On first hearing, as intended, that sounds like a pastiche of grief-counselling triteness. But by the time Stiller repeats it, in a beautifully delivered soliloquy about fatherhood, the rapprochements have imbued it with a simple, moving profundity. What else, when you think about it, need be said?

Hoffman is predictably great as an embittered narcissist who illustrates the truth of Gore Vidal’s “Every time a friend succeeds, something inside me dies” by storming out of a mate’s art exhibition in fury at his own lack of recognition. He thinks he is a genius, and one of the boys feels compelled to agree, only because “otherwise he’s just a prick”. The other speculates that sometimes there’s a reason for being undiscovered.

With Emma Thompson hilarious as Maureen, Harold’s boho and sozzled third wife, and Grace Van Patten enchanting as Eliza, this is ensemble acting of the highest order.

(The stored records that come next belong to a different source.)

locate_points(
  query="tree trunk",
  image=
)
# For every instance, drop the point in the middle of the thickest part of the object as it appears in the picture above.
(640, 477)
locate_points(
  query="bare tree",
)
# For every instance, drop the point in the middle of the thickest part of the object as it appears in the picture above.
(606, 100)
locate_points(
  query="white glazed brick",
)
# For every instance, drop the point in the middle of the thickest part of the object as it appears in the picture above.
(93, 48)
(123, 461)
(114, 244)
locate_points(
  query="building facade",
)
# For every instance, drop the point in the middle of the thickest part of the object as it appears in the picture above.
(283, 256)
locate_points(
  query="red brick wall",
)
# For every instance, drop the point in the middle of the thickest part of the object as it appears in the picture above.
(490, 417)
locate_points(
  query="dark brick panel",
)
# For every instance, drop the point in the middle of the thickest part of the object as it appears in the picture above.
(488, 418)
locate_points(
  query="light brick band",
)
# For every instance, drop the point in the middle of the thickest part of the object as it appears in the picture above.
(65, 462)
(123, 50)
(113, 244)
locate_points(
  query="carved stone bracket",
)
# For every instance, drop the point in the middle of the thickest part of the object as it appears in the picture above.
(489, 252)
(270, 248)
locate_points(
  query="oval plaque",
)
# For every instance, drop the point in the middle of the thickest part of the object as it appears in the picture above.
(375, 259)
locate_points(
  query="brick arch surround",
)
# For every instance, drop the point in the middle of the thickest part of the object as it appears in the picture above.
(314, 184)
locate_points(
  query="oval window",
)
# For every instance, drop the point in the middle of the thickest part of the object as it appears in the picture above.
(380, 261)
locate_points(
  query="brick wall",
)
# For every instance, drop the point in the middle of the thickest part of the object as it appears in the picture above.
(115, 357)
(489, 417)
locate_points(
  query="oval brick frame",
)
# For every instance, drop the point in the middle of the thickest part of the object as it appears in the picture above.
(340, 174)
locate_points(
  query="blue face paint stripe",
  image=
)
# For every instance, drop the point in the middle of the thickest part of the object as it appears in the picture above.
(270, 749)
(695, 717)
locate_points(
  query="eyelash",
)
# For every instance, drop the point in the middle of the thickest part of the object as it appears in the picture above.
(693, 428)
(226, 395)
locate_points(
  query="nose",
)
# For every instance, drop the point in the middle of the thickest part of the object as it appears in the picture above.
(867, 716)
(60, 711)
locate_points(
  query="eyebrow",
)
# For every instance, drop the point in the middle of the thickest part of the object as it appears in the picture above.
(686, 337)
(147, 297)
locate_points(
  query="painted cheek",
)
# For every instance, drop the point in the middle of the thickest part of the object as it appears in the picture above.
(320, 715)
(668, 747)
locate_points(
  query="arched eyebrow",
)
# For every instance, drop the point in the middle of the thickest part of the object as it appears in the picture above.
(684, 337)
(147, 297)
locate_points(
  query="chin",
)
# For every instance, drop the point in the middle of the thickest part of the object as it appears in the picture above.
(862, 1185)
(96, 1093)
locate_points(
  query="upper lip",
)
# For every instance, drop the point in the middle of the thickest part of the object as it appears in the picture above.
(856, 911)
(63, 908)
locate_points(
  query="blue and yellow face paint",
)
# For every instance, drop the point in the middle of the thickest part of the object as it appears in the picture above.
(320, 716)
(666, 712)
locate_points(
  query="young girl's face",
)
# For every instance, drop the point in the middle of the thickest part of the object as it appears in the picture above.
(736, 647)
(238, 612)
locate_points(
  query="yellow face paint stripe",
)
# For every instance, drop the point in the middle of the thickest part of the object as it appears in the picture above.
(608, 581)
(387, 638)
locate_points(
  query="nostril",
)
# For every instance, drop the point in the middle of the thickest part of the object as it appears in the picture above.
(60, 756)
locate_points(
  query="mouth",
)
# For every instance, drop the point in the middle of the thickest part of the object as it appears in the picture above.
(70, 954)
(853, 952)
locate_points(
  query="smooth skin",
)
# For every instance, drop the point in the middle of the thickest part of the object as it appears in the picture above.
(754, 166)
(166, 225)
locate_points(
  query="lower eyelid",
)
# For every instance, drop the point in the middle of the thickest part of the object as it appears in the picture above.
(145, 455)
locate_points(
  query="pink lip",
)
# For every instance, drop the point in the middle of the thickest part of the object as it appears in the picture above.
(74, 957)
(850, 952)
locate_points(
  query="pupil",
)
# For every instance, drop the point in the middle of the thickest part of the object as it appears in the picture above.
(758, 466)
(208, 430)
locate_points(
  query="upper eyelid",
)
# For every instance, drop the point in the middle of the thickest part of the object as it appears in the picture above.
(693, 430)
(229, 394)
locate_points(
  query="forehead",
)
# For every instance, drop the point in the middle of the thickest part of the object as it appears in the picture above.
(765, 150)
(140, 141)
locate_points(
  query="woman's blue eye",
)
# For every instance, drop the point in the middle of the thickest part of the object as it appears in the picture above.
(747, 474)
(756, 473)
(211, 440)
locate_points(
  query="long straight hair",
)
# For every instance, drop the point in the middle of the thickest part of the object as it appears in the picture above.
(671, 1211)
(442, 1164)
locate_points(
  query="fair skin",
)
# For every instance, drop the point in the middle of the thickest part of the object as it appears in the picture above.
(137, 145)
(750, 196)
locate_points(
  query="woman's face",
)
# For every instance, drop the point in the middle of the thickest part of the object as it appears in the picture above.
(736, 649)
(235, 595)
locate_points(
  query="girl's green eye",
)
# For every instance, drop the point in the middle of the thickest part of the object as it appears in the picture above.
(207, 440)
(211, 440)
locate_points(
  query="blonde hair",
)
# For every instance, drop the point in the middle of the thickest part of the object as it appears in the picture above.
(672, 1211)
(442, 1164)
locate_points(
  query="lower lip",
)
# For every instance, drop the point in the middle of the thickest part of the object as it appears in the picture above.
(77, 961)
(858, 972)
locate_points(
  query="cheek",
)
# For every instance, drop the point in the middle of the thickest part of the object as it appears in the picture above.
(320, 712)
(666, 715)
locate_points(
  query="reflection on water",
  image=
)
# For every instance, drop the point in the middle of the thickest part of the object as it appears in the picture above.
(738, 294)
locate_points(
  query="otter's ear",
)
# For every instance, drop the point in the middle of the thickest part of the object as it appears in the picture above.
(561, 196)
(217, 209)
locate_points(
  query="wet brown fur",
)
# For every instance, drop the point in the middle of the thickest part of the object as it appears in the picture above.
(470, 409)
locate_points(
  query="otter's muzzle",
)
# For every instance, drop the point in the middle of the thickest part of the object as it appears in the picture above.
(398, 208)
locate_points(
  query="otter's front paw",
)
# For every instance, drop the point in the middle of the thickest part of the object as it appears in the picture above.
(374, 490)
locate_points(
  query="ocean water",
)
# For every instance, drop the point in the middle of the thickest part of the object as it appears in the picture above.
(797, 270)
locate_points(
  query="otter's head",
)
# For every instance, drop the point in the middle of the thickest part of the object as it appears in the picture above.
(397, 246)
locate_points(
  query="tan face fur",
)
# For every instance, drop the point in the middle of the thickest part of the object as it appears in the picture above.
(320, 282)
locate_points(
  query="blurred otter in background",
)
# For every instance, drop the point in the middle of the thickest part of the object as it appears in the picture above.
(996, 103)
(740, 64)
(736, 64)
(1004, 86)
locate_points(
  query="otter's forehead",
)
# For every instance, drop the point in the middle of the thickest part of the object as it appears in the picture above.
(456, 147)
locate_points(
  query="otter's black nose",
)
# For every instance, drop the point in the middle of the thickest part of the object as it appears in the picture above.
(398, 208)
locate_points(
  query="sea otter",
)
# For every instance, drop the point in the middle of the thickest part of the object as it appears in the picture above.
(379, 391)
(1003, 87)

There are irritations beside the title. The cutting away from scenes mid-sentence is a comedic flourish best suited for the editing suite bin. As the film develops, the laughs thin out, and the suspicion grows that this is a film version of a play yet to be staged.

But these are minor moans about a clever, thoughtful, elegantly wistful examination of the organic family’s resilience. Despite their meanderings and lunacies, for all the estrangements and resentments, however wounded and limping, it has a miraculous ability to survive.

So it is here. Once the Meyerowitz grievances have been aired, a sprinkling of love, forgiveness and gratitude dusts the decades of resentment with the icing of cartharsis. And with that, far too early but better that than never, a miserable Festivus to you all.